Chuck Missler is my mentor personally. His views are the closest to the mark as I can find.
Actually, Alistair Begg is a very good teacher.
Maybe he doesn't declare his end time eschatalogical views all the time because it's not a high priority in his mind. Maybe he's more concerned with core salvation and Christian living principles.
I agree with him. As a member of a cult that focused on end times, I'm done playing "pin the tail on the antiChrist" and reading the Bible in one hand, and the newspaper in the other. When Christ said to "watch", he was talking about watching our spiritual condition, not comparing the newspaper to the Bible.
And, I don't think Christians are going to bail out on the Tribulation and avoid the suffering that is associated with it.
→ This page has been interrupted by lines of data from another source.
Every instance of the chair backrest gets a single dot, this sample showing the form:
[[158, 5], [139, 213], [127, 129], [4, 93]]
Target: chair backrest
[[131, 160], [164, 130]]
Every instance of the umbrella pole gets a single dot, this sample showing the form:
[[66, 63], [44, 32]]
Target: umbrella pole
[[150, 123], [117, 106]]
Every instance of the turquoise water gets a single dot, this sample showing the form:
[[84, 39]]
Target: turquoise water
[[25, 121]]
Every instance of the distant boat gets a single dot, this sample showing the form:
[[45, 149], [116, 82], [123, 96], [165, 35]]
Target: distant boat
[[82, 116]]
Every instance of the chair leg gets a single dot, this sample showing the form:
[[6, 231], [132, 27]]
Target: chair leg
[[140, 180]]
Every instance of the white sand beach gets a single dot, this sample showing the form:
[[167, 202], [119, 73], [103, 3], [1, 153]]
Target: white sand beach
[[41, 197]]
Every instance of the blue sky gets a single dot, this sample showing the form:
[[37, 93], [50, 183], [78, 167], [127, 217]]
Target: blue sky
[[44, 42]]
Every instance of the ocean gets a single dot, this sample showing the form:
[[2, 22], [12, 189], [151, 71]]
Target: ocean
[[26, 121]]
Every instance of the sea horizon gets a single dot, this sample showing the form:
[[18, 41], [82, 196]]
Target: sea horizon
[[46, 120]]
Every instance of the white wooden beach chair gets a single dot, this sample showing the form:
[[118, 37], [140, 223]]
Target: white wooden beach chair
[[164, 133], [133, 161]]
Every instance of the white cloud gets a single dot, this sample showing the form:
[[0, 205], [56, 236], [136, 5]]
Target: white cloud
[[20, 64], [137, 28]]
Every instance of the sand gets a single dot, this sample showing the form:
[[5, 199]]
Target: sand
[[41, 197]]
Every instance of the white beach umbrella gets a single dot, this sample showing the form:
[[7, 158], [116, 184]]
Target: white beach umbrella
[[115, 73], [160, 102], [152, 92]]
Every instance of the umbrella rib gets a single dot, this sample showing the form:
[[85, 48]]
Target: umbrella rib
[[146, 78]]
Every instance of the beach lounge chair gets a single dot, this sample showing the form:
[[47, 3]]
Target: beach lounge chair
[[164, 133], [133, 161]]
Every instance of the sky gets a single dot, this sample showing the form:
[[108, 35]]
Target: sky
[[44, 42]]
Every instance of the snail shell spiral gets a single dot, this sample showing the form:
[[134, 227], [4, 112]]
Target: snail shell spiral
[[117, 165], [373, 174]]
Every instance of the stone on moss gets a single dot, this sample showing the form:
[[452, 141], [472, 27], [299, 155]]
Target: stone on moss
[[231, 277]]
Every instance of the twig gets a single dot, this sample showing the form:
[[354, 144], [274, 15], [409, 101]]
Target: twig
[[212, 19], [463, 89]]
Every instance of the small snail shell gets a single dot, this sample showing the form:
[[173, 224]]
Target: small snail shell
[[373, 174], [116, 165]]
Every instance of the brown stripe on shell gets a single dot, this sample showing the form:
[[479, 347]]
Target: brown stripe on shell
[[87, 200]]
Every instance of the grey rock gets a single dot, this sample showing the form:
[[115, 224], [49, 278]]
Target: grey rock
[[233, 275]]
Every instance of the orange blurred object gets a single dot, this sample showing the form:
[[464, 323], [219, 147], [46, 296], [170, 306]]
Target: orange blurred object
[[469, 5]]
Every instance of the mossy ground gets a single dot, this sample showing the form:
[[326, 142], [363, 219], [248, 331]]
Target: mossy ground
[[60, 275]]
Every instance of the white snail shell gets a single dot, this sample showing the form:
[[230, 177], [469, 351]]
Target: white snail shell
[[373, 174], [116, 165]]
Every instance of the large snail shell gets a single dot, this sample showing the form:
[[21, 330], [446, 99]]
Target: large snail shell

God uses suffering to conform his people to the image of Christ. The real ones will be faithful witnesses to Jesus, to the end.
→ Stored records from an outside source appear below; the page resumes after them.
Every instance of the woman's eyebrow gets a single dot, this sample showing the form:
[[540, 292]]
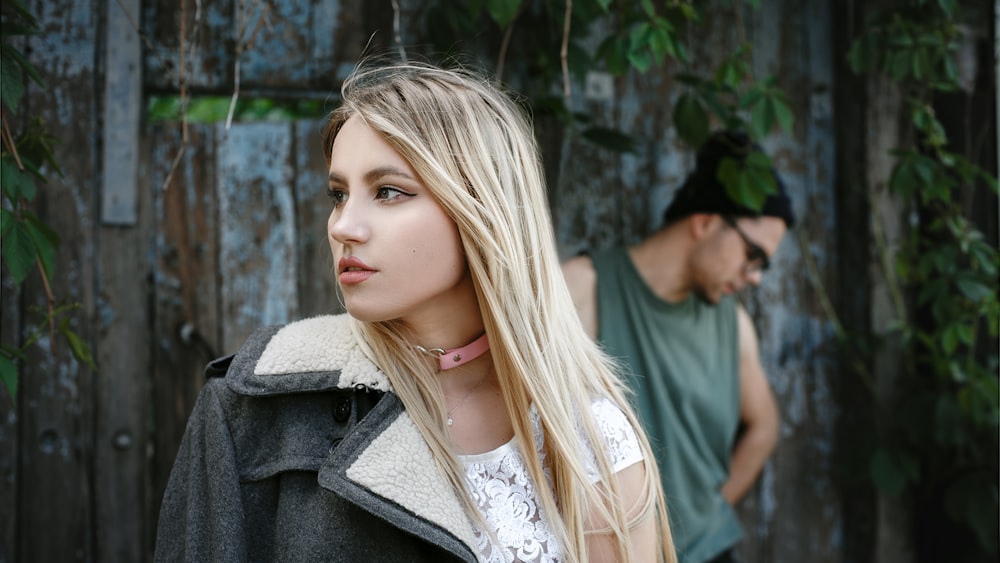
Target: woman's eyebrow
[[375, 174]]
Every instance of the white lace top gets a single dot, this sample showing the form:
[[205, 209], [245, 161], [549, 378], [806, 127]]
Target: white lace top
[[508, 498]]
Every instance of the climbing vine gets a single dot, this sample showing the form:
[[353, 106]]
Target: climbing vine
[[944, 275], [28, 243], [943, 448], [553, 45]]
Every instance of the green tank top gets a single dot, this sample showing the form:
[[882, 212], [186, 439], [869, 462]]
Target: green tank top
[[682, 361]]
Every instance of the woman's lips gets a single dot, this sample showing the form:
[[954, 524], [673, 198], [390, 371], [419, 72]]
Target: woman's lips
[[353, 271]]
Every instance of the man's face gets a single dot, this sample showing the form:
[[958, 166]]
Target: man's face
[[733, 253]]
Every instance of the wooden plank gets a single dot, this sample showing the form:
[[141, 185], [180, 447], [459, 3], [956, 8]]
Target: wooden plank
[[122, 109], [317, 286], [204, 30], [185, 290], [257, 262], [793, 513], [323, 38], [57, 396], [10, 328], [123, 390]]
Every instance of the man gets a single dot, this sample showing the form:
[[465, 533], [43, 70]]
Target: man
[[665, 308]]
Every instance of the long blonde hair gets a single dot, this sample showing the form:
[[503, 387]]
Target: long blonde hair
[[474, 149]]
I doubt he is a preterist. I hope that he is an amillennialist and a partial preterist, because in my estimation that is the true position.
Regarding Genesis 6, I believe it is very possible the Sethite view is correct. It is a legitimate, sound position.
I don't know much about Chuck Missler except the Calvary Chapel types like him. I used to attend a Calvary Chapel church, long ago. At least they attempt to exegete Scripture, but they are dispensationalists and my position on that is clear. I am definitely not dispensationalist because it is not consistent with the doctrine of union with Christ. Both Jew and Gentile Christians are one man in Christ, and their destiny, as children of Abraham, is to inherit the entire creation together, not separately.